3. Payment of Salary and Receipt of All Benefits. Except for the amounts set forth in the Summary of Terms, Employee acknowledges and agrees that EA has already paid to Employee any and all undisputed wages, salary, bonuses, accrued, but unused, paid time off, reimbursable expenses, and any and all other benefit payments and/or other payments or compensation earned by Employee, and that no further payments or amounts are owed or will be owed. Employee also acknowledges and agrees that any and all equity awards that remained unvested on the Separation Date will be forfeited and the Employee does not have a continued right to the awards or any underlying shares of EA common stock. Employee further agrees that, to the extent there is any claim for unpaid wages (including paid time off), there is a bona fide and good-faith dispute as to whether such wages are due and owing, and, based on this dispute and the consideration provided to Employee under this Agreement, Employee releases and waives any and all claims regarding any alleged unpaid wages and any corresponding penalties, interest, or attorneys fees to the maximum extent allowed by law.
4. Tax Payments. EA makes no representations or warranties with respect to the tax consequences of the payments provided to Employee under the terms of this Agreement. Employee agrees and understands that Employee is responsible for payment, if any, of applicable taxes or penalties on the payments made by EA under this Agreement. Employee further agrees to indemnify and hold EA harmless from any claims, demands, deficiencies, penalties, interest, assessments, executions, judgments or recoveries by any government agency against EA for any amounts claimed due on account of: (a) Employees failure to pay, or Employees delayed payment of, applicable taxes or (b) damages sustained by EA by reason of any such claims, including attorneys fees and costs.

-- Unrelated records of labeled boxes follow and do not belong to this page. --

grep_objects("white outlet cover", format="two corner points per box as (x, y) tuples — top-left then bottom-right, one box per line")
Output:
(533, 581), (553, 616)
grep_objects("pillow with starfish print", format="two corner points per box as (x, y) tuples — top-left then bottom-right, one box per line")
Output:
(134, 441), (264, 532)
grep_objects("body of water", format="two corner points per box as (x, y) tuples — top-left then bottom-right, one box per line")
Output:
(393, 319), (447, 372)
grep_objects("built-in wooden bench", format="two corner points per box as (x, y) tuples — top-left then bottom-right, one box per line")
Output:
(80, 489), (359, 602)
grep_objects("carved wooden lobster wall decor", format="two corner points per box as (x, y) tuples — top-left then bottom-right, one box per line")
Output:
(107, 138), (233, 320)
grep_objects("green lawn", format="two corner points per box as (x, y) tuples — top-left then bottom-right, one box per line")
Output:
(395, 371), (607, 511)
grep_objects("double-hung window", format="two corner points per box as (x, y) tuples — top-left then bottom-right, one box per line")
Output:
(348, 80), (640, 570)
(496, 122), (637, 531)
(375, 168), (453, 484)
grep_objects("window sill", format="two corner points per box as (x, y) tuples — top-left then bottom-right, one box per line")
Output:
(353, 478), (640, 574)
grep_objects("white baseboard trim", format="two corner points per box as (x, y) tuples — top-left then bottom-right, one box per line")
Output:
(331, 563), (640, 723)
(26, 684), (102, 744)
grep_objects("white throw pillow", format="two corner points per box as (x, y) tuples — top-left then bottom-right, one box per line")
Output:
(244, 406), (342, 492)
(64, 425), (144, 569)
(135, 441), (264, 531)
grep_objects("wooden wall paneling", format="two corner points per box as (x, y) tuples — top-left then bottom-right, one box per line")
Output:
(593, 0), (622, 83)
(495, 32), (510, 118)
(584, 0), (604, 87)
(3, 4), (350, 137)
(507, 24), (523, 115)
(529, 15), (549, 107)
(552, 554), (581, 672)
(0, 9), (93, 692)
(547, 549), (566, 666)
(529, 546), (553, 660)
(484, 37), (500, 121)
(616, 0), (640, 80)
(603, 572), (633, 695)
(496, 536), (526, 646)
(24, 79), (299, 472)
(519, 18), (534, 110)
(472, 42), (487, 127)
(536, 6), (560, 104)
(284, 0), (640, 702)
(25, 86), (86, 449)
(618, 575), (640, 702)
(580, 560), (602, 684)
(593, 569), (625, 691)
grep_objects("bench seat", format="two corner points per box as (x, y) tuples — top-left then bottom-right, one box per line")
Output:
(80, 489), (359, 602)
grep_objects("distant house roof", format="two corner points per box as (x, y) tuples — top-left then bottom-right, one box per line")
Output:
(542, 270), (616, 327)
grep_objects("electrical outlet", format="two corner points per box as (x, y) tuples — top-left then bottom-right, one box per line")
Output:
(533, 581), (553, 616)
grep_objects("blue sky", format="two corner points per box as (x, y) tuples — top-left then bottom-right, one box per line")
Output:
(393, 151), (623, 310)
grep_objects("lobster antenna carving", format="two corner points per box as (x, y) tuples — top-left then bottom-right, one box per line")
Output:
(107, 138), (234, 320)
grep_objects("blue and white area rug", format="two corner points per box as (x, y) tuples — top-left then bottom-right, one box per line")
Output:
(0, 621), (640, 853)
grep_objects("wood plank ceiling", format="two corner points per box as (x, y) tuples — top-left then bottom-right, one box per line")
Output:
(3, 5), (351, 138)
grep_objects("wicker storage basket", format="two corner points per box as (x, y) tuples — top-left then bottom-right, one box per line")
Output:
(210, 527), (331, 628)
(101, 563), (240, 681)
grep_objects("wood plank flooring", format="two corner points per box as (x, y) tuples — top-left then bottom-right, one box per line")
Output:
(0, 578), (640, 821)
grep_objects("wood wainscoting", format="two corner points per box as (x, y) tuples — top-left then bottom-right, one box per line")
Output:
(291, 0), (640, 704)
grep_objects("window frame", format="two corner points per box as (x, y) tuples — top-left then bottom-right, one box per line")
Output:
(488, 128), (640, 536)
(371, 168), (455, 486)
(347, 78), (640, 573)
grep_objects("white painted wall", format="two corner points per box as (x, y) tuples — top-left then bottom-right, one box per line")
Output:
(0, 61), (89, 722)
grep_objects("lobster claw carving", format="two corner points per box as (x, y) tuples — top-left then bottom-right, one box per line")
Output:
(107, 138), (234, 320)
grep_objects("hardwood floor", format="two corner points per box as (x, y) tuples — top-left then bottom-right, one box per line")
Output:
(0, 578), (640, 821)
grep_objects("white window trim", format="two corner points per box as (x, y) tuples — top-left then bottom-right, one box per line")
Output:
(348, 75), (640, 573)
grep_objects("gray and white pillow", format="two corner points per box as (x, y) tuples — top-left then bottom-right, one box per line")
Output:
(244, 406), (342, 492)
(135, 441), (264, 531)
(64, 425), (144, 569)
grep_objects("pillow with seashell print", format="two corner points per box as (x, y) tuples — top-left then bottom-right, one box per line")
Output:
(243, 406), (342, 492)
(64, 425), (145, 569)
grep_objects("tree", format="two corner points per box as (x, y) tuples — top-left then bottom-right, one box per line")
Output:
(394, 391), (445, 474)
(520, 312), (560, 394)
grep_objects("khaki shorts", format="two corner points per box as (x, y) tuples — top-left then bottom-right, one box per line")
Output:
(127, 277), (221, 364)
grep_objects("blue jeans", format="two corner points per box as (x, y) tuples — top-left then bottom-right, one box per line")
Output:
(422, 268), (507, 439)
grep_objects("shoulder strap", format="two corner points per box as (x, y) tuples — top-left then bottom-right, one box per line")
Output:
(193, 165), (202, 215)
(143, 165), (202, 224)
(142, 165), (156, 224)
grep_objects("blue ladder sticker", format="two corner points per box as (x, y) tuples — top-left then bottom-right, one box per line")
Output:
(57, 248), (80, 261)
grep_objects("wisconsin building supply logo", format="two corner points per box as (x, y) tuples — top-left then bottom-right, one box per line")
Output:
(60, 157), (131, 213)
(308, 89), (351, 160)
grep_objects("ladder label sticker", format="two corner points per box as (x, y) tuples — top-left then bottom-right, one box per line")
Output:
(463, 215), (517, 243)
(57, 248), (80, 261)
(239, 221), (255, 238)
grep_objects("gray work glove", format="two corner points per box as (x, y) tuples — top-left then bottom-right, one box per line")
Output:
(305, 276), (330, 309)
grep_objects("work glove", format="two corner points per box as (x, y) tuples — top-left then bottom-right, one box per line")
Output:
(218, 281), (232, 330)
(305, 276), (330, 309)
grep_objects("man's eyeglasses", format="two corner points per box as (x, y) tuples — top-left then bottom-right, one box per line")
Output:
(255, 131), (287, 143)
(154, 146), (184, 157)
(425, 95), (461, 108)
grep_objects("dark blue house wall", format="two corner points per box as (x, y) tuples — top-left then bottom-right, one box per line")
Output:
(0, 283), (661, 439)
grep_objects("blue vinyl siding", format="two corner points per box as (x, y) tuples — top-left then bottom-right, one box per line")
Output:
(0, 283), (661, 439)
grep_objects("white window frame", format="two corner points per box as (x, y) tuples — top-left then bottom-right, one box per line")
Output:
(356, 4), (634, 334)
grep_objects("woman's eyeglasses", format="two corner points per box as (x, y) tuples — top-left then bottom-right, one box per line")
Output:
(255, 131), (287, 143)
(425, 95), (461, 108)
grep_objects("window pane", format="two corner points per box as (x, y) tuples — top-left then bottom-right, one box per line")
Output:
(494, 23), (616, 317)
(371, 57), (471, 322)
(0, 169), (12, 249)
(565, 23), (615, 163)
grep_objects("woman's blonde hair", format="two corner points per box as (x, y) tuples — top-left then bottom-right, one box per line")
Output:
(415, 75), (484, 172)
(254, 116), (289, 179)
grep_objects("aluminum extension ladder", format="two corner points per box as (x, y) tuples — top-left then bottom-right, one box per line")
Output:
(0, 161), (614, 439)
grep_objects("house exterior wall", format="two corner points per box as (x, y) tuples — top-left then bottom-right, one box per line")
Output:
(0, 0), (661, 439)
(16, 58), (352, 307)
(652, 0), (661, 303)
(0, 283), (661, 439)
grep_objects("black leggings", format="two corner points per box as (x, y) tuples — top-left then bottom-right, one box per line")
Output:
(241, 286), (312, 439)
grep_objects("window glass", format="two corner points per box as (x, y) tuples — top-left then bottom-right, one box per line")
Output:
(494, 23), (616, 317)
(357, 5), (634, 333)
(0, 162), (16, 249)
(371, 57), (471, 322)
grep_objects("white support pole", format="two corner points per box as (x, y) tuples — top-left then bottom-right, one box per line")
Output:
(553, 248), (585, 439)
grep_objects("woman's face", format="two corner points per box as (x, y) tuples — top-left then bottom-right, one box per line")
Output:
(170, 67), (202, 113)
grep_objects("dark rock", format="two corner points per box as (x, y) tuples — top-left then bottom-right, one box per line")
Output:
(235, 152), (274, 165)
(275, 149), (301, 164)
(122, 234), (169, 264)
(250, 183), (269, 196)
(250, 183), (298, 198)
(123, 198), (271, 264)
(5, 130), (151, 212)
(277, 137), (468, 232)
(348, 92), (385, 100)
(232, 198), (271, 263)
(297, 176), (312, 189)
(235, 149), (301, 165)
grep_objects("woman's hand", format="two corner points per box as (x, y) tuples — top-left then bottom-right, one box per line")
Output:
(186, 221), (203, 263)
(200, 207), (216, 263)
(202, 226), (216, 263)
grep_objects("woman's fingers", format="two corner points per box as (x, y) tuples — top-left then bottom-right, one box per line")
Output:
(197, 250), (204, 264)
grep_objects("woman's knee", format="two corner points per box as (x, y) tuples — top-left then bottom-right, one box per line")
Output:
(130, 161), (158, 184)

5. General Release of Claims. In consideration of the obligations of EA set forth in this Agreement, Employee and Employees heirs, executors, representatives, agents, insurers, administrators, successors, and assigns (collectively, the Employee) hereby completely release and forever discharge EA, its subsidiary, predecessor, successor, and related corporations, divisions and entities, and each of their current and former officers, directors, employees, agents, investors, attorneys, shareholders, founders, administrators, affiliates, divisions, and assigns (collectively referred to as Releasees) from any and all claims, complaints, rights, duties, obligations, demands, actions, liabilities and causes of action of any kind whatsoever, whether presently known or unknown, suspected or unsuspected, which Employee may have or has ever had against Releasees (Claims) up until and including the Effective Date, including without limitation: (i) any and all Claims arising from or connected with Employees employment by EA, the termination of such employment, whether based in common law, tort, or contract (express or implied), or on federal, state or local laws or regulations; (ii) any and all Claims with respect to any of the Employees outstanding equity awards; (iii) any and all Claims arising out of any dispute over tax withholding on any payments provided to Employee pursuant to this Agreement; and (iv) any and all Claims for attorneys fees and costs.